Ten of the 12 beach-only players on the 2024 roster are from Texas, with six from Austin, including Katie Hashman and Macie Butler (who transferred from UCLA), Chloe Charles (who made the Final Four with Florida State in 2023) and sisters Ava and Carys Patton, the daughters of former Longhorns defensive great James Patton, BBA ’02, MBA ’07, Life Member.
Ava was a soccer player and Carys an indoor volleyball player when they caught the beach bug (one of Carys’s teammates had a backyard court) and switched their focus to the world of junior clubs and tournaments. But being good enough to play collegiately meant they couldn’t go to the University they grew up dreaming of attending.
“We’d come to the football games,” Ava Patton says. “And we were like, This is so depressing. We can’t go here!”
Wanting to at least stay close to home in Texas, she enrolled at TCU, where, as a redshirt freshman, she sometimes had to remember not to wear burnt orange.
The Horned Frogs were the No. 1 team in the country last year before losing to eventual champion USC in the Final Four. But once UT announced they’d hired Metzger and begun recruiting, “I was like, I have to be there.
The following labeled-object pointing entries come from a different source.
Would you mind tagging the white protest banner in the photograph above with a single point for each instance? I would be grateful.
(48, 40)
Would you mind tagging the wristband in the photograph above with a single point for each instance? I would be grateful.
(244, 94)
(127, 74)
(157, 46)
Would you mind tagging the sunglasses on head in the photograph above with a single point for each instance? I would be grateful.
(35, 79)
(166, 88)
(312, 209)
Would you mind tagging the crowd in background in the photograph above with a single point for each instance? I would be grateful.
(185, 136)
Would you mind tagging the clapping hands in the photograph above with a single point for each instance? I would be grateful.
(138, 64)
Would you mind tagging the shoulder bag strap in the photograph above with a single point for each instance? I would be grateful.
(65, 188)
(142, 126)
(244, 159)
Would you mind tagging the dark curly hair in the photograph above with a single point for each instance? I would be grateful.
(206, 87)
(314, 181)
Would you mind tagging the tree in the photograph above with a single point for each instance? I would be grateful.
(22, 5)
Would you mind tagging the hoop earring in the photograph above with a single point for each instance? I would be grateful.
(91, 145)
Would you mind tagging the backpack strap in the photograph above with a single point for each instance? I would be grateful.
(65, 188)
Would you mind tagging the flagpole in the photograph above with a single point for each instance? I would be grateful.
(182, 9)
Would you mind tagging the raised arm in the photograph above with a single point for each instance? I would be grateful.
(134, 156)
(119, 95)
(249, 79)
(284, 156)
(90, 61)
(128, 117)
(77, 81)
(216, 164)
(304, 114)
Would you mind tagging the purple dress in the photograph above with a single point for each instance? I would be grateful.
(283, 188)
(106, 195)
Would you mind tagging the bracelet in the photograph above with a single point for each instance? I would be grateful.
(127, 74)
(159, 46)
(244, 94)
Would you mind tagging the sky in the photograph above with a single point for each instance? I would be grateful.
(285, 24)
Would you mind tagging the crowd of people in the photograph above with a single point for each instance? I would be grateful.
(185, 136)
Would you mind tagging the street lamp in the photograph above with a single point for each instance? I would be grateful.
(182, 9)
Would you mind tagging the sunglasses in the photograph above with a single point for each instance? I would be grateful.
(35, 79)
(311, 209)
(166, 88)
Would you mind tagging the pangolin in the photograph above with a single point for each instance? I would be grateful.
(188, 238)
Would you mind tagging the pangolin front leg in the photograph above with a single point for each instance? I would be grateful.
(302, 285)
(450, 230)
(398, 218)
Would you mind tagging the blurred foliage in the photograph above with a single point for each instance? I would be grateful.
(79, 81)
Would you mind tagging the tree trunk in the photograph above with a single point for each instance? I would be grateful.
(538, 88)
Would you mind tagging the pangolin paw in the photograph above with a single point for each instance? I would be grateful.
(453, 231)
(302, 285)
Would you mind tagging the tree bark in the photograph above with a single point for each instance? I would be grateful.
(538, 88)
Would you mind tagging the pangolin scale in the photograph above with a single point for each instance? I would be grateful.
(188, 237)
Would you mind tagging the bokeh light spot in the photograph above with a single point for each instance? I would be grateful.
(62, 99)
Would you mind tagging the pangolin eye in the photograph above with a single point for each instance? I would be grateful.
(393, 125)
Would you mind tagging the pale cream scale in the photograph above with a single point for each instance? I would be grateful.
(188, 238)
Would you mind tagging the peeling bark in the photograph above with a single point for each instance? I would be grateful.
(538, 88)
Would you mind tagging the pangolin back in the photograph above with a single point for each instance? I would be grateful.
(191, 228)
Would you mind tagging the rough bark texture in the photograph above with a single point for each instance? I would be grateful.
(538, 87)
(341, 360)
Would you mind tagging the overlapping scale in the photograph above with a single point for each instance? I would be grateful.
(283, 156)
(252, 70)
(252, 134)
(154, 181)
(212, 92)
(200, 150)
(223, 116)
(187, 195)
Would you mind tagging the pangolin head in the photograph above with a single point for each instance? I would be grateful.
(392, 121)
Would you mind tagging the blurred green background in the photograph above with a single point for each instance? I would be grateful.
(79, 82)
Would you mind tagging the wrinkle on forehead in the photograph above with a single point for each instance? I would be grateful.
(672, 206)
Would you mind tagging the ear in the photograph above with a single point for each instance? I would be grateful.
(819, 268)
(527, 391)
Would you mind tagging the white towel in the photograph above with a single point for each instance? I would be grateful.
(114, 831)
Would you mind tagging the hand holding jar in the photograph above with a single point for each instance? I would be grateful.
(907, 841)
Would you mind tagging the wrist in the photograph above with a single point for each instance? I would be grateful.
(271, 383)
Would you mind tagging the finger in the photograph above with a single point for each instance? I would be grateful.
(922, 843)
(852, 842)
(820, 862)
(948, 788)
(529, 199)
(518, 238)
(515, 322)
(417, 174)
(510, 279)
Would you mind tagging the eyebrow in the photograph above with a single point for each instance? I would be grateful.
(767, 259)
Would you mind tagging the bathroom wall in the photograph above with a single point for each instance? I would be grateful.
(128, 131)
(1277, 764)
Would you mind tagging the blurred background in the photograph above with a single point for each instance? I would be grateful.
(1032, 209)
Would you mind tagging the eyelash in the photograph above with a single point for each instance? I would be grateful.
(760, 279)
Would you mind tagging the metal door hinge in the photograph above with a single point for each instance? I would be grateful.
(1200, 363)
I called my coaches and [said] ‘Hi, sorry. I want to leave.’ And then I went in the transfer portal.” (Carys Patton, who is a year younger, had also been originally committed to TCU .)
Even this 2024 season, which ended on April 13, was basically transitional. (As this issue of the Alcalde went to press in early April, the team, with seven full-time players, five redshirts, and a sprinkling from the indoor roster, was 5-5 with six games remaining.) By the time Metzger’s first full recruiting class (and, inevitably, more transfers) arrives for 2025, he’ll have a full roster, a fully integrated system and a culture. The intention—as with all programs at Texas—is to have the best of everything, from facilities to social media to staff. One of Metzger’s assistants, Angie Akers, coached the U.S. to an Olympic Gold medal at Tokyo in 2021, while the other, David Buchanan, founded the Plano-based national juniors power Madsand.
And on top of that, the plan is to consistently compete for championships, and sooner—i.e., next season—than later. Ava Patton, for one, feels they have the coaching, drive, and mental toughness to do it.
“A lot of people probably doubted all of us when we came here,” she says. “Like, ‘What are they thinking? It’s brand new. Why would they leave a really good school to do this? They’re not going to be good fast.’ But I really think we are.”